Among barriers against DR were lack of guidelines and scientific evidence, and fear of disease flare. Currently, the option of biologic DR is only mentioned in a few guidelines [8, 17]. However, several studies have reported on the effects of DR in biologic therapies for psoriasis. Regarding the first generation biologics, several observational studies showed that DR of adalimumab, etanercept and ustekinumab is possible and safe in patients with low disease activity without losing disease control [3, 4, 9, 15, 16, 19,20,21]. In addition, a randomized controlled trial showed non-inferiority regarding quality of life but not regarding disease activity, although DR of adalimumab, etanercept, and ustekinumab was possible in 53% of patients, without safety concerns [2]. The development of anti-drug antibodies of ustekinumab did not differ between patients using a reduced dose versus the normal dose [4]. We recently conducted a scoping review on biologic DR in psoriasis, where we reported that for the newer IL-17 and IL-23 inhibitors, literature on DR was scarce [13]. Furthermore, a uniform DR strategy has not been described yet. However, most studies described a minimal treatment duration or stable low disease activity of 6–12 months, which is in line with the results of our survey. In most studies in the review, the biologic dose was gradually reduced in fixed steps, leading to 33% and 50% reduction of the original dose. In the present survey, DR steps differed between biologics and did not exceed 50% reduction for most biologics (Fig. 2). Regaining treatment response after relapse due to DR was achieved in most patients after re-treatment [2, 9, 16], although the number of studies on this topic were limited [13].

A strength of this study is the inclusion of dermatologists worldwide. To our knowledge this study is a first evaluation of attitudes in an international group of experts, specifically regarding biologic DR in psoriasis. Similar to the results of this survey, a national survey among Dutch dermatologists showed that DR was already applied in daily practice and also DR strategies differed [22]. Motivations for applying DR were comparable. However, barriers to applying DR in Dutch dermatologists were the belief that patients would not want to reduce their doses, forgetting to discuss the option of DR, or insufficient time for application of DR. Among respondents who did not apply DR at all, reasons were low experience with prescription of biologics in general or not knowing how to reduce the dose. Together with local differences in organization of healthcare, availability of resources, and internationally different treatment goals, these differences in experiences emphasize the need for local, tailored strategies and availability of consensus documents or guidelines. As a result of the COVID19 pandemic, some dermatologists stated that they applied DR more often. However, the effects of biologic therapies on susceptibility of COVID19 and COVID19 outcomes have not been fully elucidated, as well as the question if biologics should be interrupted [10, 12]. These questions add to reasons for further development of biologic DR strategies.

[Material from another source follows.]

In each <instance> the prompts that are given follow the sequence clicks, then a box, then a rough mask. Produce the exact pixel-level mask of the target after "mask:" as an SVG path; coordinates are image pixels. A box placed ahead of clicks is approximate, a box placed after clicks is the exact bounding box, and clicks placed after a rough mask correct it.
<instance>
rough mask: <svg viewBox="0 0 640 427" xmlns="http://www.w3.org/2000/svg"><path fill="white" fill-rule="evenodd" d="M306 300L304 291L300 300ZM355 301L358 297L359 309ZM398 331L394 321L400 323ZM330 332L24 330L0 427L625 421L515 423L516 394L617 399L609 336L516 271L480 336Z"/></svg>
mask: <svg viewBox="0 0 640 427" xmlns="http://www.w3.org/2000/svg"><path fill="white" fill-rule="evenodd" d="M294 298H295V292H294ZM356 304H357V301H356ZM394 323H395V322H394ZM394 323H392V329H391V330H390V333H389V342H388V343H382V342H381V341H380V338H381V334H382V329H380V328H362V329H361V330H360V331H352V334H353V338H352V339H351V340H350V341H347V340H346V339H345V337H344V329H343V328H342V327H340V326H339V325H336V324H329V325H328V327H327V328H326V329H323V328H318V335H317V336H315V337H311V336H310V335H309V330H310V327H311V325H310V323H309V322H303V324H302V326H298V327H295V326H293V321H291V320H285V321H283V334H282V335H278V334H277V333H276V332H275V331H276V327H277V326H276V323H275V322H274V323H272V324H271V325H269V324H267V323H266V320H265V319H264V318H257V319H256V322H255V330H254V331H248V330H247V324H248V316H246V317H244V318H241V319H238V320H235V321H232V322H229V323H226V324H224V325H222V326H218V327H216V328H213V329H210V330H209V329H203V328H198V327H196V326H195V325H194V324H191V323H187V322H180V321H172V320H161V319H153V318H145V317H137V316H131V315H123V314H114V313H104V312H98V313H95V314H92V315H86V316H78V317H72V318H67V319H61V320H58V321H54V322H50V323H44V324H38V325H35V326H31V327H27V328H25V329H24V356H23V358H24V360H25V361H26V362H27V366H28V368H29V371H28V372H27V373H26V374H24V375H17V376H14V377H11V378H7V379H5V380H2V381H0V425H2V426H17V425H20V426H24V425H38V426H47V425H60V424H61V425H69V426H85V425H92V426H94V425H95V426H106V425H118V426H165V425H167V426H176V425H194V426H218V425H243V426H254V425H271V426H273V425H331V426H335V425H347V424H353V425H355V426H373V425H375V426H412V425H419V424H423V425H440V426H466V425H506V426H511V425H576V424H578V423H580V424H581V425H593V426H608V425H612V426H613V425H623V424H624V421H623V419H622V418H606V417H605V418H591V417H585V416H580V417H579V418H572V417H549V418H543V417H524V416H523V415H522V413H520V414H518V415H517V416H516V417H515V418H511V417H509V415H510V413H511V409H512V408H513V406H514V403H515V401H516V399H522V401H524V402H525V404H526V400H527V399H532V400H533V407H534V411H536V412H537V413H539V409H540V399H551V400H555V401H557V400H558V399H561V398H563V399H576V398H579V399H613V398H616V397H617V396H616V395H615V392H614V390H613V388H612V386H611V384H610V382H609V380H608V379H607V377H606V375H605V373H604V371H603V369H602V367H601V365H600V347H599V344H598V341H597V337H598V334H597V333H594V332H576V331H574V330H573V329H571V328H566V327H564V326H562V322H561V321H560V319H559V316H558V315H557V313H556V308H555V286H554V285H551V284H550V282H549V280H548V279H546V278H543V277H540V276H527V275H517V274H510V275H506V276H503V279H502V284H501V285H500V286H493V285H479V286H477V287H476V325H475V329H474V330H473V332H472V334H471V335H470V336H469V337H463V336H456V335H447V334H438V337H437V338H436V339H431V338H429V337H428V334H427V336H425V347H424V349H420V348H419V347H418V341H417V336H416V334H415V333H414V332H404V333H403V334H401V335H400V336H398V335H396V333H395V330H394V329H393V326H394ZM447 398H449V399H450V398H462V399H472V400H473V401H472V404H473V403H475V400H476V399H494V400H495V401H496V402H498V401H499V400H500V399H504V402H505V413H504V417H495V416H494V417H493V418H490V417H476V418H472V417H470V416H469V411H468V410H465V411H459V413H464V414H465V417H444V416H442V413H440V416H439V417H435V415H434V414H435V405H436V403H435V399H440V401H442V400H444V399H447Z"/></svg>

The main limitation of this study is the small sample size. For further validation of our results and for identifying global differences, replication in larger cohorts is needed. In addition, more structured methods that allow for consensus would be of value as well in future studies. By sending the survey through the International Psoriasis Council, there is a potential selection bias towards dermatologists with an interest in biological treatment, limiting the generalizability of our results.

In conclusion, the results of this worldwide survey among dermatologists show that 70% of responding psoriasis experts apply DR of biologics for psoriasis in clinical practice. However, respondents reported a large variety in used strategies regarding initiation and execution of DR. Dose reduction was applied less often in the more recently introduced biologics. Main motivations for applying DR were cost savings and improving safety. Among barriers against DR were the paucity of evidence or guidelines, and uncertainty on DR effect and risk of disease flares. Although growing evidence shows DR feasibility, future studies are needed for the development of local, tailored DR strategies and (inter)national guidelines.